New Hampshire ranked number one in lowest teen pregnancies.
I’ve observed this cultural Granite State statistic in the past (see here, and here), where my primary concern has always been the lack of data on abortions including chemical abortions using day after pills. Compound that in past years where no parental notification laws were in place and the shadow extended even further. Teen pregnancy rates could have been low as a result of abortions and there was no data either way to clear that up.
This year we are in almost the exact same place. New Hampshire ranks number one with the lowest rate of teen pregnancy in the nation, we still don’t have any good data on abortions or abortificents, but this year something is different.
This year New Hampshire has had a parental notification law throughout all of 2012, and the survey rate is lower this year than in any year on record for this report.
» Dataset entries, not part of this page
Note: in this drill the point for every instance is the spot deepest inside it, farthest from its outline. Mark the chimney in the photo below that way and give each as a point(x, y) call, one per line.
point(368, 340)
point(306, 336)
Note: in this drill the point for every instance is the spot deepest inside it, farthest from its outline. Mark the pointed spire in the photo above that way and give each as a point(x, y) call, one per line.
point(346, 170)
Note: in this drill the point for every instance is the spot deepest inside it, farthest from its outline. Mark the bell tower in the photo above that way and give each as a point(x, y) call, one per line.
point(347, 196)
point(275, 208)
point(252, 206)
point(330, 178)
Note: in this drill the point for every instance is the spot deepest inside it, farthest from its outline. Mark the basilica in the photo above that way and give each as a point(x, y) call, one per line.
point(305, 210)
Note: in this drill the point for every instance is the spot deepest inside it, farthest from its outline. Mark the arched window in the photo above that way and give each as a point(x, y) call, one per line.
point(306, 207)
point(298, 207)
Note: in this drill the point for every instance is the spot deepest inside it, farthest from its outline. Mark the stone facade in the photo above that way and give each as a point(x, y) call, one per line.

The 2012 score was 15.7. The lowest previous score was 17.9 in 2008. It rose in 2009 and 2010 but dropped again in 2011 and dropped significantly in this past years 2012 reporting.
While we still cannot comment on whether abortion (in whatever form) can account for this decrease or any other (birth rates are calculated on actual births), we can say that parental notification–in its first full year– has not had any negative effect on these numbers.
Did parental notification have something to do with the improvement? It looks like it but I really can’t say. I can, however, tell you what Democrat Governor Elect Maggie Hassan thinks. (Hassan helped overturn the old notification requirement as a state senator and opposed the new one.)
Hassan is equally opposed to the parental notification law, which requires minor girls to seek a judge’s permission to have an abortion if they cannot tell a parent or guardian. Telling an aunt or grandparent does not satisfy the law.
Hassan said she recognizes that parents, herself included, hope their daughters will come to them if they have an unwanted or unanticipated pregnancy. But what about the girls who can’t do that, she said.
“We know that parental notification laws tend to cause young women and girls to make decisions that are dangerous for their health rather than seek out proper medical treatment and adult counseling,” Hassan said. “I don’t think they make young girls safe.”
I wonder what dangerous decisions resulted in this precipitous drop in reported births? Abstinence- Gasp! (To a Democrat like Hassan that would be a dangerous decision!). Maybe it was abstinence, or more a more conscientious application of contraceptives, or just fear of getting pregnant and having knowing your parents might have to find out.
And trust me, if there was even one teenage girl who had made even reported a dream in which she considered making a “dangerous decision™” as a result of passing Parental notification, Hassan and the party of death would have Sandra Fluke’d her into the political spot light before the election. And while there is no guarantee they still wont try to find someone should the need arise–in their quest to undo the requirement, I can tell you this with a great degree of certainty–you wont see Hassan, Democrats, the Nashua Telegraph, the Concord Monitor, or any other left-media outlet (new or old) talking about any potential relationship between passing parental notification and the lowest live birth rates for teenage girls in New Hampshire since they started keeping track. (And all while ranking 36th in the nation for health spending…can you believe that?)
It is good news. Let’s wait and see how the fish-wrapper media decides to spin it. I’m sure 2012 had nothing to do with it.